Design and analysis of a long-term live-cell imaging chamber for tracking cellular dynamics within cultured human islets of Langerhans

Abstract

A means of expanding islet cell mass is urgently needed to supplement the limited availability of donor islets of Langerhans for transplant. Live cell imaging of human islets in culture has the potential to identify the specific cells and processes involved in islet expansion. A novel imaging chamber was developed to facilitate long‐term three‐dimensional imaging of human islets during transformation. Islets have been induced to transform into duct‐like epithelial cystic structures and revert back to glucose responsive endocrine cells under appropriate conditions (Jamal et al. Cell Death Differ. 2005 12:702–712). Here we aim to further our understanding by characterizing the process at a single cell level over time—essentially constructing a high resolution recorded history of each cell and its progeny during transformation and reversion.

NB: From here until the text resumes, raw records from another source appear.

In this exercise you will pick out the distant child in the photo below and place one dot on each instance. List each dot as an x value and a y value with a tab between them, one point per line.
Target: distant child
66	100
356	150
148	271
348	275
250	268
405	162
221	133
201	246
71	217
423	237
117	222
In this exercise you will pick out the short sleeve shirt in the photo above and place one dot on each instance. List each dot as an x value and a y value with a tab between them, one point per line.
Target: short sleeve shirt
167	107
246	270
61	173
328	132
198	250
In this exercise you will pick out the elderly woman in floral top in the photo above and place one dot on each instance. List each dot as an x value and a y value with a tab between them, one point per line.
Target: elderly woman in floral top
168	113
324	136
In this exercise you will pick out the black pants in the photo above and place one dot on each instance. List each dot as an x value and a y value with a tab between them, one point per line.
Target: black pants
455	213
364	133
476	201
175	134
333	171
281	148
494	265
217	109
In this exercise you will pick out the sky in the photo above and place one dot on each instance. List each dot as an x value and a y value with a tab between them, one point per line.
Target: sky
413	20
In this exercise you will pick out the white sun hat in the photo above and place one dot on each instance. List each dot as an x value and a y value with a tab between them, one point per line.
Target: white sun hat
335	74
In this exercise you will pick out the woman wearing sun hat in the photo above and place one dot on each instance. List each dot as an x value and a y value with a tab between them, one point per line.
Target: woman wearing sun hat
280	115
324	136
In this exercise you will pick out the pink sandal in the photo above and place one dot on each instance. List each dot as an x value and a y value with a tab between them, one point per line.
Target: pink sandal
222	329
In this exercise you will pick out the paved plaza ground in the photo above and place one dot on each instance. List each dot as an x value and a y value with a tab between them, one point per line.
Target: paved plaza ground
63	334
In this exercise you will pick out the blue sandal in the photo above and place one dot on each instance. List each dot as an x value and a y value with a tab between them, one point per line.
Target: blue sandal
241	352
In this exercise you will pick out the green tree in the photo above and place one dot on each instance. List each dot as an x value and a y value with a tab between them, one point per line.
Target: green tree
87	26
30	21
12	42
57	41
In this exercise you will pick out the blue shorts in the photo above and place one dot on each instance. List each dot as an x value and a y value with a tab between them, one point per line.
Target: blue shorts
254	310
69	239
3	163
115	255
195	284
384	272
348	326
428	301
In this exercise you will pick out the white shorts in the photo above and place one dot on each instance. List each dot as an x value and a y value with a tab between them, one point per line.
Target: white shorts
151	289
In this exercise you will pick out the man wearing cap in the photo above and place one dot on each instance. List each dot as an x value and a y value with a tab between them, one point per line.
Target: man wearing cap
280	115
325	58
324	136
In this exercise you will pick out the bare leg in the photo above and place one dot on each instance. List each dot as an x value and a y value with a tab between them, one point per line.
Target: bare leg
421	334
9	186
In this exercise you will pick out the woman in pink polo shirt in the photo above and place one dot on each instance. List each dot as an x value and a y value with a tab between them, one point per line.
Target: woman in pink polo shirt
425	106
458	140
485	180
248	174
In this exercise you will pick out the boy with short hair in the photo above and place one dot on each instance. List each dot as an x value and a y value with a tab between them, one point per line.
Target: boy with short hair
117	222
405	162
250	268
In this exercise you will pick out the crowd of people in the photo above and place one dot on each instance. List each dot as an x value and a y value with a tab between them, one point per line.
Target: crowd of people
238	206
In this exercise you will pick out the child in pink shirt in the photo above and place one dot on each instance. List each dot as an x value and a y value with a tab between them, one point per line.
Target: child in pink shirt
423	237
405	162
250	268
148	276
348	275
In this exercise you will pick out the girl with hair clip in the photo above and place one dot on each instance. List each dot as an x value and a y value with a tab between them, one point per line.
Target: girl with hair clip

The imaging chamber enables high resolution imaging of three‐dimensional islets while maintaining the structure of the islet cells and intercellular matrix components. A mathematical model was developed to validate the imaging chamber design by determining the required chamber dimensions to avoid introduction of oxygen and nutrient transport limitations. Human islets were embedded in collagen in the imaging chamber and differential interference contrast time course images were obtained at 3 min intervals. Immunofluorescent imaging confirmed that islet phenotype was maintained for at least 5 days during imaging. Analysis of the time courses confirms our ability to identify and track individual cells over time and to observe cell death and phenotype transformation in isolated human islets. Biotechnol. Bioeng. 2007; 97: 1138–1147. © 2007 Wiley Periodicals, Inc.